Justiça concede prisão domiciliar à influenciadora Adrielly Araújo



A Justiça de Roraima concedeu prisão domiciliar à influenciadora Adrielly Vivianny Araújo, presa durante a Operação Mantus, deflagrada pela Polícia Civil para investigar a suposta exploração de jogos de azar ilegais, crimes contra o consumidor e lavagem de dinheiro no estado.  

A decisão liminar foi assinada pelo desembargador plantonista Jésus Nascimento, no âmbito de habeas corpus apresentado pela defesa da investigada, representada pelo advogado Gustavo Hugo Sousa de Andrade.

‘’Comemoro a decisão, congratulando mais uma vez o brilhantismo, e a justiça da decisão do desembargador Jésus. Registro, como ponto fundamental, a cooperação entre as defesas dos investigados, principalmente pela simetria de trabalho e intensidade com o doutor Rhuan Vitor, a todo momento compartilhando informações com nossa equipe’’, disse o advogado.

O magistrado reconsiderou decisão anterior e determinou a substituição da prisão preventiva por prisão domiciliar.  

Segundo os autos, a defesa argumentou que Adrielly é mãe de duas crianças menores de 12 anos e citou decisão recente do Superior Tribunal de Justiça (STJ), que concedeu benefício semelhante à corré Amanda Lourenço Faria, também investigada no mesmo processo.
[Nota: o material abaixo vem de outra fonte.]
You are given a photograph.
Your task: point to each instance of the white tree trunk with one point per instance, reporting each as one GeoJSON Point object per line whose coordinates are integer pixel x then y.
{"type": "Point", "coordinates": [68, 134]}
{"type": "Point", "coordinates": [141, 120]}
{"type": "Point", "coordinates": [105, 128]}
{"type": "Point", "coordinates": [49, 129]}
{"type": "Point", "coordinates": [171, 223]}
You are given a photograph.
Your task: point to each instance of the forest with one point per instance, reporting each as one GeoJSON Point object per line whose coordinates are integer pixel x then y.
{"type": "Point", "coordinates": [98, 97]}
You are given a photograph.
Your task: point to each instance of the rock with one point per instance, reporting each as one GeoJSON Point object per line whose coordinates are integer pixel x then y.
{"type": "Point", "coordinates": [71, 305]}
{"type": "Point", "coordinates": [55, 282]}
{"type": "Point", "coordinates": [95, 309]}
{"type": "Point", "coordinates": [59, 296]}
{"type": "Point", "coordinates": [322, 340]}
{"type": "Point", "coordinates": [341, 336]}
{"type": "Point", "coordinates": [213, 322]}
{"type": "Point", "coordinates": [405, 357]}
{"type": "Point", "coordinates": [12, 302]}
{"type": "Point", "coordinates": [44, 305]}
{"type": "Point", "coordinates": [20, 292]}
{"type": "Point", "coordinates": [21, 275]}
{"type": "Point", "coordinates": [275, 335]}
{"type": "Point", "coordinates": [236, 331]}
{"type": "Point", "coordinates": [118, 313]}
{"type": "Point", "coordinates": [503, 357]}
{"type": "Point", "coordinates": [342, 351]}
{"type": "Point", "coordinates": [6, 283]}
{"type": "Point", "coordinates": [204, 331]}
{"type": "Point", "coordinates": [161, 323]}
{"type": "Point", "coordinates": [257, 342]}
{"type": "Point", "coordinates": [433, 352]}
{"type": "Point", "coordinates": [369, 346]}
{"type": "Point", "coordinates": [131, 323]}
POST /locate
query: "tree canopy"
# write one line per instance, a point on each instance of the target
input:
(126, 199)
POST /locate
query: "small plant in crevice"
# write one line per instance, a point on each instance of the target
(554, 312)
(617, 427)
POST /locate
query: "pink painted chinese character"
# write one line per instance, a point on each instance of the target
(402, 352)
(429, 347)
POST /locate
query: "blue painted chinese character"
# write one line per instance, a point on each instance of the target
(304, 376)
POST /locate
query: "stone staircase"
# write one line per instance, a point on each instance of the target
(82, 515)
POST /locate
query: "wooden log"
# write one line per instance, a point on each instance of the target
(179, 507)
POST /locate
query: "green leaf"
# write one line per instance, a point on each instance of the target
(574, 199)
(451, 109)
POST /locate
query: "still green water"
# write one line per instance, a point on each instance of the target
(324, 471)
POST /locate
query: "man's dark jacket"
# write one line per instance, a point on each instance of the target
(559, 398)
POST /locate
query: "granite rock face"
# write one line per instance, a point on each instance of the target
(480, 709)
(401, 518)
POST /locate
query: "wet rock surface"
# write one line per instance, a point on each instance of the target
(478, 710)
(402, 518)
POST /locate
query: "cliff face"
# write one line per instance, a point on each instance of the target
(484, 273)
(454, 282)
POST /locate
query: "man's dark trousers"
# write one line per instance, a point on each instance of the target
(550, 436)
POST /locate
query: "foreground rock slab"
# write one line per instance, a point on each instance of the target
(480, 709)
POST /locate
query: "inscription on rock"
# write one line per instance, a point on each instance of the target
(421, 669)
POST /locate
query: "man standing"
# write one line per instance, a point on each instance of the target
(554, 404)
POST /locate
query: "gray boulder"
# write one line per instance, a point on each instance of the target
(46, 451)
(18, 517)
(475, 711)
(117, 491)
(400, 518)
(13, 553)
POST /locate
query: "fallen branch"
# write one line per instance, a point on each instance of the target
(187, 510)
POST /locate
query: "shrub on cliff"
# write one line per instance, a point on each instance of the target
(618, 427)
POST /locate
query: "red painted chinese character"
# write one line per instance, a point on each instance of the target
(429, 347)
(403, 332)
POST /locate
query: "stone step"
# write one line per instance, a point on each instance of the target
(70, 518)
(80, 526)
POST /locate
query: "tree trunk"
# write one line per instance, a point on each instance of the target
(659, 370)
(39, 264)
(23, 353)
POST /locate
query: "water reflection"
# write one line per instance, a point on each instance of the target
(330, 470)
A Justiça entendeu que havia situação jurídica semelhante entre as investigadas e que a manutenção da prisão preventiva poderia gerar tratamento desigual.  

Na decisão, o desembargador destacou que as acusações atribuídas à influenciadora, estelionato, lavagem de capitais e exploração de jogos de azar, não envolvem, em tese, violência ou grave ameaça, nem há notícia de crime praticado contra filhos ou dependentes.  

A prisão domiciliar deverá ser cumprida no endereço informado pela defesa. O magistrado também determinou comunicação imediata ao juízo de origem, para eventual aplicação de outras medidas cautelares, como monitoramento eletrônico e restrições adicionais. Em caso de descumprimento, a prisão preventiva poderá ser restabelecida.  

A Operação Mantus foi deflagrada no dia 27 de abril, e resultou no cumprimento de mandados de prisão, busca e apreensão, além do bloqueio de bens e valores milionários de investigados apontados como integrantes de um suposto esquema de divulgação de plataformas ilegais de apostas nas redes sociais.